Я откровенно расхохоталась.

— Ну, солнце, уморил! Тебе не кажется, что репутация «порядочной девушки» в моем возрасте — это уже как-то вызывающе непорядочно! Лучше с этой стороны о дочери заботься. Кстати, отказываясь от имения и денег, ты, мне кажется, о ней совсем не подумал. Потом, ты получаешь эти средства не только для дочери. Рядом с тобой наши друзья. Им повезло меньше, чем тебе, у них не было ни денег, ни титула. Ведь ты не откажешь им в своей помощи?

— Конечно, нет! На этих условиях — я согласен.

Я только усмехнулась мысленно, Артура легко просчитать. Он всегда ведется на то, что считает достойным и благородным. Интересно, это особенность воспитания или последствия врожденного аристократизма? Что же это у них Императрица вышла такая непутевая? А мне теперь развязывать те узлы, что она по злобе позатягивала. Ладно уж, о покойниках, тем более таких — лучше никак. Хорошего-то и сказать нечего.
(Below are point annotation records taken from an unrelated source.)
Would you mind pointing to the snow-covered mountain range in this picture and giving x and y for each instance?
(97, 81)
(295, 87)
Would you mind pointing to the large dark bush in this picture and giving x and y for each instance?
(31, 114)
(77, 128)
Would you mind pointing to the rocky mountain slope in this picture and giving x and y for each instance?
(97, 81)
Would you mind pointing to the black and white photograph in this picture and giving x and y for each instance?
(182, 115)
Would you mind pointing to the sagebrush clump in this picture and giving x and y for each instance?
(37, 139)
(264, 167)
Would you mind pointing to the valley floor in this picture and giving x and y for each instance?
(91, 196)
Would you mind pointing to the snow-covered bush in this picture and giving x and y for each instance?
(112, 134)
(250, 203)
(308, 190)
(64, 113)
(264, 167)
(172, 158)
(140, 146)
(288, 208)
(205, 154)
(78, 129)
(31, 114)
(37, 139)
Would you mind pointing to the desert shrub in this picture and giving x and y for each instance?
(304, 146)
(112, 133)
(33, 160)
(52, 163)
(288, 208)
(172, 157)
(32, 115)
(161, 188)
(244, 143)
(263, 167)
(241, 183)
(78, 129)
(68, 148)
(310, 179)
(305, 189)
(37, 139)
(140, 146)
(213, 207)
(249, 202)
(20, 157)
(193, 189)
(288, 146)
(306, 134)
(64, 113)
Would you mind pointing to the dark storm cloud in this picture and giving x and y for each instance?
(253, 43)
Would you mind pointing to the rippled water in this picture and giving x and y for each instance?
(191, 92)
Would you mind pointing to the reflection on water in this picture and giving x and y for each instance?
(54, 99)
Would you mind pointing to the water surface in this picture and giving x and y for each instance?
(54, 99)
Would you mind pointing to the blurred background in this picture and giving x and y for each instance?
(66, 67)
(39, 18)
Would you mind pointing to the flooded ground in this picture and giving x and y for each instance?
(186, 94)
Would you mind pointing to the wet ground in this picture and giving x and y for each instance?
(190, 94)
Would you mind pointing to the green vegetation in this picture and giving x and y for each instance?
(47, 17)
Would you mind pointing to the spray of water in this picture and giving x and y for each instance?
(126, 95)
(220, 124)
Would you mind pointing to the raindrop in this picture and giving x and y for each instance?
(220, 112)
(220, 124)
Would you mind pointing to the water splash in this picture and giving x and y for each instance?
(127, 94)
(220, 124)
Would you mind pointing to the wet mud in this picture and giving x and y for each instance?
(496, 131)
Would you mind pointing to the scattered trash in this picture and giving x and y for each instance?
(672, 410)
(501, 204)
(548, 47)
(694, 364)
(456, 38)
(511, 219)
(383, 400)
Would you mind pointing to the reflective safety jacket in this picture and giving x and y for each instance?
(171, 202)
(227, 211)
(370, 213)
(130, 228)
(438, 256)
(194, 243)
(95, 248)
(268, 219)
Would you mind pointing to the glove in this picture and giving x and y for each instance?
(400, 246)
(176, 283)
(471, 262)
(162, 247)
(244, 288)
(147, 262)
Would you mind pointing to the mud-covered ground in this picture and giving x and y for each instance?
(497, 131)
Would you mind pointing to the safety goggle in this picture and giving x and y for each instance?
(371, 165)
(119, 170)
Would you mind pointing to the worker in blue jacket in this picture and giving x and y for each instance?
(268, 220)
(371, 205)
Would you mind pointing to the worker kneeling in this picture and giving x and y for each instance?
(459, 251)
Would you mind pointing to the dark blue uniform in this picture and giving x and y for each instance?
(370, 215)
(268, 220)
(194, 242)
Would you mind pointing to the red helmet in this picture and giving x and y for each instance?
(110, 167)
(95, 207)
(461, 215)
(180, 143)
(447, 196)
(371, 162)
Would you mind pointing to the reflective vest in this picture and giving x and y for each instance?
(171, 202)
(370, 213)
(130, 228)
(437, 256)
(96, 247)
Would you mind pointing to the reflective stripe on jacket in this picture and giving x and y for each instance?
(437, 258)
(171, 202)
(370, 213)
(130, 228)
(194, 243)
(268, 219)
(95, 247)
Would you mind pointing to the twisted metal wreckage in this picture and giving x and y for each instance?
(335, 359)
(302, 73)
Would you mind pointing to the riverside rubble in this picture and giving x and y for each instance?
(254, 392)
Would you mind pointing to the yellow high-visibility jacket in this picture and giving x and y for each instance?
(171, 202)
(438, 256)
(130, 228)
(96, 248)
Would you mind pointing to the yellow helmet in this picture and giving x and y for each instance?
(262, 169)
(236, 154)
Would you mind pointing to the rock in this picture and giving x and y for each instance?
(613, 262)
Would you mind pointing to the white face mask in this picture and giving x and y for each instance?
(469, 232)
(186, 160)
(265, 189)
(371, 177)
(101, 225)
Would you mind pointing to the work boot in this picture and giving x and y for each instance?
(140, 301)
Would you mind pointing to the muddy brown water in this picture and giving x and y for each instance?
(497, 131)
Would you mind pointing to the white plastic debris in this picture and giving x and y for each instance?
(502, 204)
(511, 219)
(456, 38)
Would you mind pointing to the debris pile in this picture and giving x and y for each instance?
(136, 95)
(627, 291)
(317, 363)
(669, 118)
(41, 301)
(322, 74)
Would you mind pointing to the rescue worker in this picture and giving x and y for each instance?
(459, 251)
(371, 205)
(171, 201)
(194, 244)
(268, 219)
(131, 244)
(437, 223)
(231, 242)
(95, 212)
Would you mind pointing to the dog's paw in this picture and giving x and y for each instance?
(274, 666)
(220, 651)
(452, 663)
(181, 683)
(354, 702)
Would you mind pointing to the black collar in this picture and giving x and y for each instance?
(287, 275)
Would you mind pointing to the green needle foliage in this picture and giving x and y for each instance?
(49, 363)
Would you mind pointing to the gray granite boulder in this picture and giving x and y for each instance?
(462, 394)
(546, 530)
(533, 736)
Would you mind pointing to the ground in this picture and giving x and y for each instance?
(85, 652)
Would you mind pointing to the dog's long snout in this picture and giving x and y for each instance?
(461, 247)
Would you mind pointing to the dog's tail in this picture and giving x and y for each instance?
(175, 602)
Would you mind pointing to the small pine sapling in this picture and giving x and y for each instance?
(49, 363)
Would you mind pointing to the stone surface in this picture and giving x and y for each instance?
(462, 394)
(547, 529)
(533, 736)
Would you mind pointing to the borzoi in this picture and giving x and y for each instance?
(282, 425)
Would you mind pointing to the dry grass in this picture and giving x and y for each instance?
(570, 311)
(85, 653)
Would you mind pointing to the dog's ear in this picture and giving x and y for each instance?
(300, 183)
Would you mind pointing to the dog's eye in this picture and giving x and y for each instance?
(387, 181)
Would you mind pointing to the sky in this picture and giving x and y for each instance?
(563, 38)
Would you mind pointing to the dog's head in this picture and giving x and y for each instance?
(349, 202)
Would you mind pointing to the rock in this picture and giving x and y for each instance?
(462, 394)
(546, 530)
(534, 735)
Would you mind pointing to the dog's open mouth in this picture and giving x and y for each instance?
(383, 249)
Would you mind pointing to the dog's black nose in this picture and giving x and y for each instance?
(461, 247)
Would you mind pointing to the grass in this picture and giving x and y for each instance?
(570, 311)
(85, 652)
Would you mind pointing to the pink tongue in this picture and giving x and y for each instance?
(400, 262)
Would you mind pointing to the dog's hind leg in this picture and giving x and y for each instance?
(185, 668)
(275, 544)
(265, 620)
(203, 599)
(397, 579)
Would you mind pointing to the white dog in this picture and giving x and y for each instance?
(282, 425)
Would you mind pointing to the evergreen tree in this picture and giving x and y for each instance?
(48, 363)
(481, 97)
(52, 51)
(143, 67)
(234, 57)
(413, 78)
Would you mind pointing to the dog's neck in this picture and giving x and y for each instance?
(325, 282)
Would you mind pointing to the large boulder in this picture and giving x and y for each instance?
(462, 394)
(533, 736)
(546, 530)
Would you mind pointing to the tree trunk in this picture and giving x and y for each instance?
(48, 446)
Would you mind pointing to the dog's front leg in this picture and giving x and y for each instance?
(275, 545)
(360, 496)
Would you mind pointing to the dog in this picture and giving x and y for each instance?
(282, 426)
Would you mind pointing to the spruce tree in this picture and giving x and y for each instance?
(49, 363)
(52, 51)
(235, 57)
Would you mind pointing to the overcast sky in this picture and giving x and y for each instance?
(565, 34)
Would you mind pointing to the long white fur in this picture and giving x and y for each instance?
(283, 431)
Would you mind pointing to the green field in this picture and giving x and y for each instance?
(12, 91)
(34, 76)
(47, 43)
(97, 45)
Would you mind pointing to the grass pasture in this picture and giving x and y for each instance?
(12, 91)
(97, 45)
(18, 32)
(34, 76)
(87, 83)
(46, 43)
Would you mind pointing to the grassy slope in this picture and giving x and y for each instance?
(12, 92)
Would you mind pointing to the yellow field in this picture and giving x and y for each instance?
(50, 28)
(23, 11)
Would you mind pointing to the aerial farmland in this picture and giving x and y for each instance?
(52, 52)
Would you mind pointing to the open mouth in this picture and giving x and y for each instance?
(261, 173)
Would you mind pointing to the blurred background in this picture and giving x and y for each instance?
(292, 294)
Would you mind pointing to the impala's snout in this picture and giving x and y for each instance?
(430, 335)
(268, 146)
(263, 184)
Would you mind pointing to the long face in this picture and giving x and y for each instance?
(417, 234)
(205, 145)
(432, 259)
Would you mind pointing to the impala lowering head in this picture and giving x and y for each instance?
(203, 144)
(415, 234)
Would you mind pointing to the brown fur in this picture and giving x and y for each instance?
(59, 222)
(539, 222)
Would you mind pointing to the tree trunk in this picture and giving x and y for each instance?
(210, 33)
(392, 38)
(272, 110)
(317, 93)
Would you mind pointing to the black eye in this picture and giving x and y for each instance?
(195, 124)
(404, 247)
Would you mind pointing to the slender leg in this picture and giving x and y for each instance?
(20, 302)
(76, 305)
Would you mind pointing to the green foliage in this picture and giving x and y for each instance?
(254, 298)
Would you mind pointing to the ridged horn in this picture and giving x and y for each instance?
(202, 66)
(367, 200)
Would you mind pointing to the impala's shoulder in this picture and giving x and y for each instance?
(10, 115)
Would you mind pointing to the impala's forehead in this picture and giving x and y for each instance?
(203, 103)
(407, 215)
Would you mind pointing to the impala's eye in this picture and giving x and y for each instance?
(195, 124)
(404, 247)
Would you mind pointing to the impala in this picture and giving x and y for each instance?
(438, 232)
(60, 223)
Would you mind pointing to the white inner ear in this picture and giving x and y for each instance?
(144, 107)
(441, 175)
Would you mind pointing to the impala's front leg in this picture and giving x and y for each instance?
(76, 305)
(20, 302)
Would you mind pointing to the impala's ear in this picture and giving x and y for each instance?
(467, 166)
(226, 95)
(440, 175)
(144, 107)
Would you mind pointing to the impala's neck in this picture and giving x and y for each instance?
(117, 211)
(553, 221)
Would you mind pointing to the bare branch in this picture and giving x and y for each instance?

— Вот что, мальчики, пообещайте мне одну вещь, — серьезно попросила я, тут же завладев их вниманием. Если вдруг меня… ну, не будет, то вы будете держаться вместе и помогать друг другу. Что бы ни случилось. Обещаете?

«Мальчики» подсобрались и синхронно посмотрели на меня очень-очень серьезно и подозрительно. Все, кроме Марка — он только безнадежно вздохнул.

— Что происходит, Эля? — выдержав паузу, спросил Артур.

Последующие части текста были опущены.